Run these scripts as a docker container to produce FASTQ files and upload them back to GCP. We'll do everything from our laptops as a first step.
Make a branch before your start.
git checkout -b your_name
When you're ready to share some work (even as a work in progress) create a PR
git commit -a
git push origin your_name
Log into the GitHub UI and there should be a button telling you to create a PR. From there you can add reviewers.
Image: A reproduceable virtual environment. Container: A running instance of an image. Registry: A place to put images.
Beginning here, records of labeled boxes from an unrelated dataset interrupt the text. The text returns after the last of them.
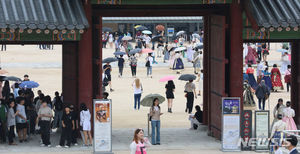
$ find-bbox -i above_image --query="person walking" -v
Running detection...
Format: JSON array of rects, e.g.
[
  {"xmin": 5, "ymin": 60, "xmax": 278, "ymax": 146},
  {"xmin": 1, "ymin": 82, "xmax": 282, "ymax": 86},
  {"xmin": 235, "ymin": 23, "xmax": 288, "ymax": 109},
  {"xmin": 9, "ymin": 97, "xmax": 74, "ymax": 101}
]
[
  {"xmin": 7, "ymin": 100, "xmax": 19, "ymax": 145},
  {"xmin": 129, "ymin": 54, "xmax": 137, "ymax": 77},
  {"xmin": 56, "ymin": 106, "xmax": 75, "ymax": 148},
  {"xmin": 271, "ymin": 98, "xmax": 286, "ymax": 128},
  {"xmin": 103, "ymin": 63, "xmax": 114, "ymax": 92},
  {"xmin": 150, "ymin": 98, "xmax": 163, "ymax": 145},
  {"xmin": 286, "ymin": 135, "xmax": 299, "ymax": 154},
  {"xmin": 130, "ymin": 129, "xmax": 151, "ymax": 154},
  {"xmin": 132, "ymin": 78, "xmax": 143, "ymax": 110},
  {"xmin": 255, "ymin": 80, "xmax": 270, "ymax": 110},
  {"xmin": 284, "ymin": 65, "xmax": 292, "ymax": 92},
  {"xmin": 108, "ymin": 33, "xmax": 114, "ymax": 48},
  {"xmin": 184, "ymin": 80, "xmax": 197, "ymax": 114},
  {"xmin": 80, "ymin": 103, "xmax": 93, "ymax": 146},
  {"xmin": 271, "ymin": 64, "xmax": 283, "ymax": 91},
  {"xmin": 282, "ymin": 101, "xmax": 297, "ymax": 130},
  {"xmin": 165, "ymin": 80, "xmax": 175, "ymax": 113},
  {"xmin": 36, "ymin": 100, "xmax": 53, "ymax": 147},
  {"xmin": 189, "ymin": 105, "xmax": 203, "ymax": 129},
  {"xmin": 16, "ymin": 97, "xmax": 27, "ymax": 143},
  {"xmin": 261, "ymin": 43, "xmax": 270, "ymax": 61},
  {"xmin": 145, "ymin": 53, "xmax": 153, "ymax": 78},
  {"xmin": 193, "ymin": 50, "xmax": 203, "ymax": 74},
  {"xmin": 118, "ymin": 55, "xmax": 125, "ymax": 78},
  {"xmin": 52, "ymin": 91, "xmax": 63, "ymax": 128},
  {"xmin": 70, "ymin": 104, "xmax": 78, "ymax": 146}
]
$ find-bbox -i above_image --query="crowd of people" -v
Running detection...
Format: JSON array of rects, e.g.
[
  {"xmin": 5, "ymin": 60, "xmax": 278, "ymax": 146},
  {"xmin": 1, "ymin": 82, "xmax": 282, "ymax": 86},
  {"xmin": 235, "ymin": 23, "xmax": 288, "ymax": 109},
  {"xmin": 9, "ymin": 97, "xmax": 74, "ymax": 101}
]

Build your docker container with the following command. You need to re-build your container after each change!
docker build . -t hmf-build/cram2fastq
Our Dockerfile just has a few simple parts to get your started:
- We extend the gcloud SDK container to make sure we can do GCP stuff.
- We RUN some things, remember this happens at build time, not run time.
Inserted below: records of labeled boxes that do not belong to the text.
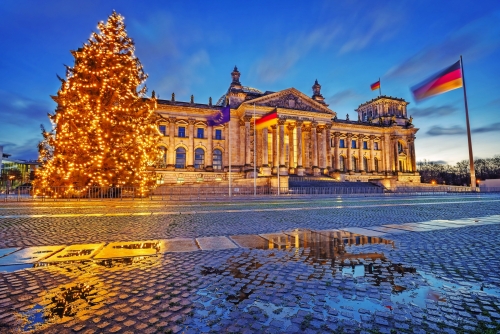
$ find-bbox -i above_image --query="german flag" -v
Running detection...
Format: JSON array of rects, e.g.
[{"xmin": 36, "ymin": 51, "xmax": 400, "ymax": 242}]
[
  {"xmin": 370, "ymin": 80, "xmax": 380, "ymax": 90},
  {"xmin": 255, "ymin": 109, "xmax": 278, "ymax": 130},
  {"xmin": 411, "ymin": 60, "xmax": 463, "ymax": 101}
]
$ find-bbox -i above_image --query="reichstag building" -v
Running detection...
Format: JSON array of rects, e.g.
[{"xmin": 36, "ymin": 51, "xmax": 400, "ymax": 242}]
[{"xmin": 155, "ymin": 67, "xmax": 420, "ymax": 185}]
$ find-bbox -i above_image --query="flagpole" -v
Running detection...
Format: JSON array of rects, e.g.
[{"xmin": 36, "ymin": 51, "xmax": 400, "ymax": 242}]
[
  {"xmin": 276, "ymin": 107, "xmax": 281, "ymax": 196},
  {"xmin": 227, "ymin": 102, "xmax": 231, "ymax": 197},
  {"xmin": 253, "ymin": 103, "xmax": 257, "ymax": 196},
  {"xmin": 460, "ymin": 55, "xmax": 476, "ymax": 191}
]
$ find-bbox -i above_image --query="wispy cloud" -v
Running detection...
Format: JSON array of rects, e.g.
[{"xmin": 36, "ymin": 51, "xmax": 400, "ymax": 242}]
[
  {"xmin": 426, "ymin": 122, "xmax": 500, "ymax": 136},
  {"xmin": 472, "ymin": 122, "xmax": 500, "ymax": 133},
  {"xmin": 408, "ymin": 105, "xmax": 458, "ymax": 117},
  {"xmin": 339, "ymin": 8, "xmax": 403, "ymax": 54},
  {"xmin": 256, "ymin": 26, "xmax": 340, "ymax": 82},
  {"xmin": 1, "ymin": 135, "xmax": 42, "ymax": 160},
  {"xmin": 326, "ymin": 89, "xmax": 360, "ymax": 105},
  {"xmin": 155, "ymin": 50, "xmax": 210, "ymax": 98},
  {"xmin": 426, "ymin": 125, "xmax": 465, "ymax": 136},
  {"xmin": 387, "ymin": 12, "xmax": 500, "ymax": 78},
  {"xmin": 0, "ymin": 90, "xmax": 54, "ymax": 127},
  {"xmin": 256, "ymin": 2, "xmax": 404, "ymax": 83}
]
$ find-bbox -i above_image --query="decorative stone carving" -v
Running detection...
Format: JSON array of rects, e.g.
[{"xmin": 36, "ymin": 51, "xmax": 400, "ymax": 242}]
[{"xmin": 263, "ymin": 93, "xmax": 323, "ymax": 112}]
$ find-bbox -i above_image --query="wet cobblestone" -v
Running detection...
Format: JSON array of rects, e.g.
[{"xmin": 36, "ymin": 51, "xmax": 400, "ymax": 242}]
[{"xmin": 0, "ymin": 197, "xmax": 500, "ymax": 333}]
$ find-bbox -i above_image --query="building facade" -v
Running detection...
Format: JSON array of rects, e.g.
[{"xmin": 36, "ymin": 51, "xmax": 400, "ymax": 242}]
[{"xmin": 155, "ymin": 67, "xmax": 420, "ymax": 183}]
- We ADD some things, coming from our local checkout
- We specify our entry point, this will be run when we do
docker run
Run your docker container with the following command:
docker run -v /your/home/.config/gcloud/:/root/.config/gcloud/ hmf-build/cram2fastq:latest gs://hmf-cram2fastq/cram/CPCT12345678T.cram
Quick notes:
- The -v maps a volume on your local filesystem. In this case its used to share your credentials. You can have many volume mappings (but don't cheat!)
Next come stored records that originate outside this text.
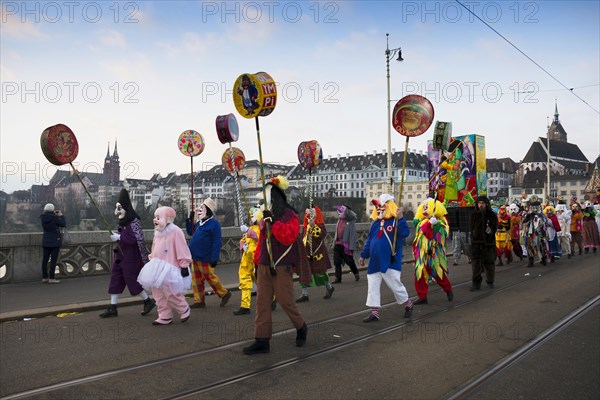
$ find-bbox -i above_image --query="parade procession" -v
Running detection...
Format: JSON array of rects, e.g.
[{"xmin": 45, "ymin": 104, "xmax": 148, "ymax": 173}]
[{"xmin": 0, "ymin": 1, "xmax": 600, "ymax": 400}]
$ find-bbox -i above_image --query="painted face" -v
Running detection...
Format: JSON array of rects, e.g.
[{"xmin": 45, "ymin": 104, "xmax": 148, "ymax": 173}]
[
  {"xmin": 115, "ymin": 203, "xmax": 127, "ymax": 219},
  {"xmin": 152, "ymin": 210, "xmax": 168, "ymax": 232}
]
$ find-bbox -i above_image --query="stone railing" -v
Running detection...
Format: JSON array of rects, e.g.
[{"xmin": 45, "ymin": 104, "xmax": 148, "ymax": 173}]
[{"xmin": 0, "ymin": 221, "xmax": 420, "ymax": 283}]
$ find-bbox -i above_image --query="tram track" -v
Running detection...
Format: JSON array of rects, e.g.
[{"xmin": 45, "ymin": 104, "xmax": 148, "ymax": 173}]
[{"xmin": 2, "ymin": 265, "xmax": 553, "ymax": 400}]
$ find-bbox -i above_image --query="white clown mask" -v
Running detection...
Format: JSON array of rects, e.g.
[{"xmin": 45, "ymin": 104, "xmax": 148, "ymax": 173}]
[{"xmin": 115, "ymin": 203, "xmax": 127, "ymax": 219}]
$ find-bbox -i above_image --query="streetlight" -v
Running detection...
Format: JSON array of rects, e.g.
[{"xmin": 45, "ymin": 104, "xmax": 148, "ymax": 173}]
[{"xmin": 385, "ymin": 33, "xmax": 404, "ymax": 196}]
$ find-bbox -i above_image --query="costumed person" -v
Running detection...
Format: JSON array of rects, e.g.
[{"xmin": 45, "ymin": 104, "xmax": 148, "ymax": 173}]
[
  {"xmin": 413, "ymin": 198, "xmax": 454, "ymax": 304},
  {"xmin": 358, "ymin": 194, "xmax": 413, "ymax": 322},
  {"xmin": 496, "ymin": 206, "xmax": 512, "ymax": 266},
  {"xmin": 521, "ymin": 196, "xmax": 548, "ymax": 268},
  {"xmin": 100, "ymin": 189, "xmax": 156, "ymax": 318},
  {"xmin": 581, "ymin": 200, "xmax": 600, "ymax": 254},
  {"xmin": 40, "ymin": 203, "xmax": 67, "ymax": 283},
  {"xmin": 556, "ymin": 202, "xmax": 571, "ymax": 258},
  {"xmin": 446, "ymin": 207, "xmax": 471, "ymax": 265},
  {"xmin": 508, "ymin": 203, "xmax": 523, "ymax": 261},
  {"xmin": 333, "ymin": 204, "xmax": 360, "ymax": 283},
  {"xmin": 185, "ymin": 197, "xmax": 231, "ymax": 308},
  {"xmin": 544, "ymin": 205, "xmax": 562, "ymax": 263},
  {"xmin": 296, "ymin": 206, "xmax": 334, "ymax": 303},
  {"xmin": 233, "ymin": 208, "xmax": 262, "ymax": 315},
  {"xmin": 243, "ymin": 176, "xmax": 308, "ymax": 355},
  {"xmin": 138, "ymin": 207, "xmax": 192, "ymax": 325},
  {"xmin": 469, "ymin": 196, "xmax": 498, "ymax": 292},
  {"xmin": 569, "ymin": 197, "xmax": 583, "ymax": 256}
]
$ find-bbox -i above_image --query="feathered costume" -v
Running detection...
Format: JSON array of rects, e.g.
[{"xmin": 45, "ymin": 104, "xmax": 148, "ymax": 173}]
[{"xmin": 413, "ymin": 198, "xmax": 452, "ymax": 304}]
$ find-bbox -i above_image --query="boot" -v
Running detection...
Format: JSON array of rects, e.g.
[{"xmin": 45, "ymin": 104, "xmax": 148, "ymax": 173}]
[
  {"xmin": 142, "ymin": 297, "xmax": 156, "ymax": 315},
  {"xmin": 243, "ymin": 339, "xmax": 271, "ymax": 355},
  {"xmin": 100, "ymin": 304, "xmax": 119, "ymax": 318},
  {"xmin": 296, "ymin": 322, "xmax": 308, "ymax": 347}
]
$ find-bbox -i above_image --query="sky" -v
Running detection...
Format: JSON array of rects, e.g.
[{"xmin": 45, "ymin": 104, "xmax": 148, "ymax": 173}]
[{"xmin": 0, "ymin": 0, "xmax": 600, "ymax": 193}]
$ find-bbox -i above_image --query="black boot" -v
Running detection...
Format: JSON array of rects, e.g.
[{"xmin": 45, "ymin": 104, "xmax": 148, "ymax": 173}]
[
  {"xmin": 100, "ymin": 304, "xmax": 119, "ymax": 318},
  {"xmin": 142, "ymin": 297, "xmax": 156, "ymax": 315},
  {"xmin": 243, "ymin": 339, "xmax": 271, "ymax": 355},
  {"xmin": 296, "ymin": 322, "xmax": 308, "ymax": 347}
]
- Arguments to pass to the entry point follow the image tag.
See the containers you've run, including failures:
docker ps -a
Grab the logs
docker logs [container id]
Poke around
docker run -it -v /your/home/.config/gcloud/:/root/.config/gcloud/ --entrypoint /bin/sh hmf-build/cram2fastq:latest
The first step is to add a version to your tag and push it:
Get set up to connect to the GCP registry:
gcloud auth configure-docker
Then build an image and push it:
docker build . -t eu.gcr.io/hmf-build/cram2fastq:your_name.1(.2,.3)
docker push eu.gcr.io/hmf-build/cram2fastq:your_name.1(.2,.3)
Note we added the following to the tag in part #1:
- eu.gcr.io, this is the EU docker registry in GCP
- a "version" after the image name. Increment your version after each change to make sure its not getting cached anywhere.
Now we can run our image anywhere with Docker, including a Kubernetes cluster.
Kubernetes runs docker containers for you. This lets you run jobs in the cloud without having to worry about provisioning and managing VMs.
Kubernetes (K8) has a lot of functionality, today we're just doing to deal with 2 concepts:
- A pod: The basic unit of work in K8, a pod runs 1..n containers within it.
- A job: A higher abstraction for tasks which run to completion (ie don't run indefinitely like a webserver). A job controls pods.
You can find the skeleton yaml
file in k8/hmf-crunch/deploy.yaml
. Fill it with your container and arguments. When you are ready to test
you can connect to the hmf-crunch cluster with:
gcloud container clusters get-credentials research-cluster-prod-1 --region europe-west4 --project hmf-crunch
kubectl create -f k8/hmf-crunch/deploy.yaml
Kubectl is the command line tool to work with a kubernetes cluster. You can use it to monitor jobs and check logs:
kubectl get jobs
kubectl get pods
kubectl logs <pod-name>
The GKE UI in the console is also quite handy for monitoring and exploration.